As forecasted in the Weekly, BTC is slowly pushing towards 35.5-37k area of a possible big reversal. Today’s candle signaled indecision and the trend could flip any way. However, due to a strong bearish pressure on the monthly and weekly frames, the bearish odds are high. Let’s have a look at the details.
While the candle is indecisive, it has the bearish flavor if considered in the context with the previous candles. It has been rejected at both 8 and 20 EMA and is placed right between them.
– If BTC tomorrow closes above today’s high, the odds would shift to the bullish side.
– If BTC tomorrow closes below today’s low, the leg down would begin.
– A closure between 8 and 20 EMA would mean the decision is deferred by at least one more day.
The current monthly and weekly candle formations signal further decline.
The projection of the corrective waves on a mini-level is an extremely difficult task and its outcome is less reliable than the one from the candles forecast. Please keep this in mind.

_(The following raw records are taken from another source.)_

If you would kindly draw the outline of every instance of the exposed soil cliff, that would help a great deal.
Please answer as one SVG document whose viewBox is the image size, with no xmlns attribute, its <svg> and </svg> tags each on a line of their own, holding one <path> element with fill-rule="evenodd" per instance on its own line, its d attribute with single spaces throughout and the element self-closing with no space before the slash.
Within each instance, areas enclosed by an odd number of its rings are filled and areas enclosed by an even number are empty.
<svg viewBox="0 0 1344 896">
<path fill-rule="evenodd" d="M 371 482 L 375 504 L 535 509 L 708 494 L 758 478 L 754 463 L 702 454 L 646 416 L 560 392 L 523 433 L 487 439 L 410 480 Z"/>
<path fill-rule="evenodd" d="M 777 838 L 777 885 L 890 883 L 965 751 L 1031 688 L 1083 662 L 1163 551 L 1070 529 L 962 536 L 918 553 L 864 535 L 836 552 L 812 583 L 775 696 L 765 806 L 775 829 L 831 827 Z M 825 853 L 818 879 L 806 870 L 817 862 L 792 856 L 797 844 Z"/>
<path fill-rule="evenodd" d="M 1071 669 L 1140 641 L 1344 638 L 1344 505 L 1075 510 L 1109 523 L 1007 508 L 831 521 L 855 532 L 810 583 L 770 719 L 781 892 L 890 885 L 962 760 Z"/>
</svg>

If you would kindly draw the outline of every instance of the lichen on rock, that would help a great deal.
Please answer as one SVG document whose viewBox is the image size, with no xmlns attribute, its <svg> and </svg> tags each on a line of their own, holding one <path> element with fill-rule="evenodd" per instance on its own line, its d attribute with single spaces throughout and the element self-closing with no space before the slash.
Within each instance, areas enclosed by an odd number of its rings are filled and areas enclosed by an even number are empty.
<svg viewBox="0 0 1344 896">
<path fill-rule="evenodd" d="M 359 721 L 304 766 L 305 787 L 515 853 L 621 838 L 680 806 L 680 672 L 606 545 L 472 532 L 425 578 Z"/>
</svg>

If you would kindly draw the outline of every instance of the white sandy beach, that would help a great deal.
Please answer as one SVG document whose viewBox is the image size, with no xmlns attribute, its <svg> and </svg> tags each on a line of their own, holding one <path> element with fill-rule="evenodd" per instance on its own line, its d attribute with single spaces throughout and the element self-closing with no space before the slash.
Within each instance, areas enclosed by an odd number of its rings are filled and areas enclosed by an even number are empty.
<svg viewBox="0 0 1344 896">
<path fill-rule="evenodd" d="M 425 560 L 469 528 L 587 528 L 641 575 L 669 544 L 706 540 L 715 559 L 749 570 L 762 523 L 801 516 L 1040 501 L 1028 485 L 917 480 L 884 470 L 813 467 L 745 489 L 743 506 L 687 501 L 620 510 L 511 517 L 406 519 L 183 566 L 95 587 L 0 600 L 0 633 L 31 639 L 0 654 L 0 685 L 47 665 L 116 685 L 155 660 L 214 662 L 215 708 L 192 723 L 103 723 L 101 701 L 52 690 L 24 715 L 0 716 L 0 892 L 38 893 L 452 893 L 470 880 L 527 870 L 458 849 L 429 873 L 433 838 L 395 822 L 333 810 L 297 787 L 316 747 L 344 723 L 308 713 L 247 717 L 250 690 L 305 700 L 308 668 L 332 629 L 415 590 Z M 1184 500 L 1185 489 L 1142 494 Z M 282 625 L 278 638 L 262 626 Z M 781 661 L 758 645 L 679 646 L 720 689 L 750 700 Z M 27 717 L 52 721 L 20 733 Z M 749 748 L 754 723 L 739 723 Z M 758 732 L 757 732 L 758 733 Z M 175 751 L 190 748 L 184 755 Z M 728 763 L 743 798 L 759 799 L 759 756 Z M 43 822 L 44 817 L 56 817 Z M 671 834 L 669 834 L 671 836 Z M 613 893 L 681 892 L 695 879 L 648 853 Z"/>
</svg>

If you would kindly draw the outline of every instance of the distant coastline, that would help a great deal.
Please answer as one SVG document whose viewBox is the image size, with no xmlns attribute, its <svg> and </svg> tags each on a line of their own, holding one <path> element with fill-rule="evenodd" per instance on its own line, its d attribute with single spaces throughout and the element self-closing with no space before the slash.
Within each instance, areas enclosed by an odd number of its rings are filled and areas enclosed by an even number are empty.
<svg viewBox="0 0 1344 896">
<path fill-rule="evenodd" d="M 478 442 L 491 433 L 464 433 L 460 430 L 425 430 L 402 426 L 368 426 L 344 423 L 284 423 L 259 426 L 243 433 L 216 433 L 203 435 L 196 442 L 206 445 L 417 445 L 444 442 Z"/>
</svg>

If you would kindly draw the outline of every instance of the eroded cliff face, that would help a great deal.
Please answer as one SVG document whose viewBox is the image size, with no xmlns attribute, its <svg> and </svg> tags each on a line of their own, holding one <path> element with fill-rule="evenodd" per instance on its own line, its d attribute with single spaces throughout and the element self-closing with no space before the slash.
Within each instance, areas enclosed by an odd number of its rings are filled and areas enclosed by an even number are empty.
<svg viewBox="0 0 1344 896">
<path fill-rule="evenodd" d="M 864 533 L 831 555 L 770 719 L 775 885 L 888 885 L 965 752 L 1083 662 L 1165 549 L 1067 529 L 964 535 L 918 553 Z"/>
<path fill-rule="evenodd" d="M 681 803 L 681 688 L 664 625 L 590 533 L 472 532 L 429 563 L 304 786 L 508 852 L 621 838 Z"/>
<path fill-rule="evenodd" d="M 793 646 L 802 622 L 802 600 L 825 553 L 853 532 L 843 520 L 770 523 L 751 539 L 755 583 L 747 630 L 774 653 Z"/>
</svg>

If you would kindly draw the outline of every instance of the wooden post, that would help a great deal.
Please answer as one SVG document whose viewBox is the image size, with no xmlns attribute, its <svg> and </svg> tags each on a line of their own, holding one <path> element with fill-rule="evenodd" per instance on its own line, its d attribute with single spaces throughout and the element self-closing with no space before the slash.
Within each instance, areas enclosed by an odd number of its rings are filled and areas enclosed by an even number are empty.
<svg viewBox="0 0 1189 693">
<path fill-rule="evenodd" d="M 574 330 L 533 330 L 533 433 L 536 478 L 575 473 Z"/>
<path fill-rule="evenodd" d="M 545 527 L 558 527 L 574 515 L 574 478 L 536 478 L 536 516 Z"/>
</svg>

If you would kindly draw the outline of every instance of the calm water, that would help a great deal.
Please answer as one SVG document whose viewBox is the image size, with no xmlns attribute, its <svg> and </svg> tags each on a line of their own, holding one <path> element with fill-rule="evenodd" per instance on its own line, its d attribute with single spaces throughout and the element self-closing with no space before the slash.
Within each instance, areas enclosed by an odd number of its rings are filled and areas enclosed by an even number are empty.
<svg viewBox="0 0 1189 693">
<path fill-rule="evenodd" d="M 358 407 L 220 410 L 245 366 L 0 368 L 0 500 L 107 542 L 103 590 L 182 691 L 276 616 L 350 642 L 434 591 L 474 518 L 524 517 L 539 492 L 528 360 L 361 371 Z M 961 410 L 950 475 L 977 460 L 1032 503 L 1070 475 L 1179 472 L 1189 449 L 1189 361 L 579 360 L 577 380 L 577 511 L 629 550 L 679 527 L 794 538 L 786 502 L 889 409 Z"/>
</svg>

The coin seems to be moving towards the targets I identified on Saturday’s Weekly (link below).
As soon as BTC reaches $35500, watch for the signs of reversal. Based on the waves structure, I believe the most likely level for reversal would be $36200. Keep in mind that the waves could form a diagonal/wedge that is a typical for waves 5, before a direction change.
If a sharp reversal does not happen this month (before the cut-off on June 30), the chance of a rally would increase greatly.
Again, the closure on June 30 is very critical.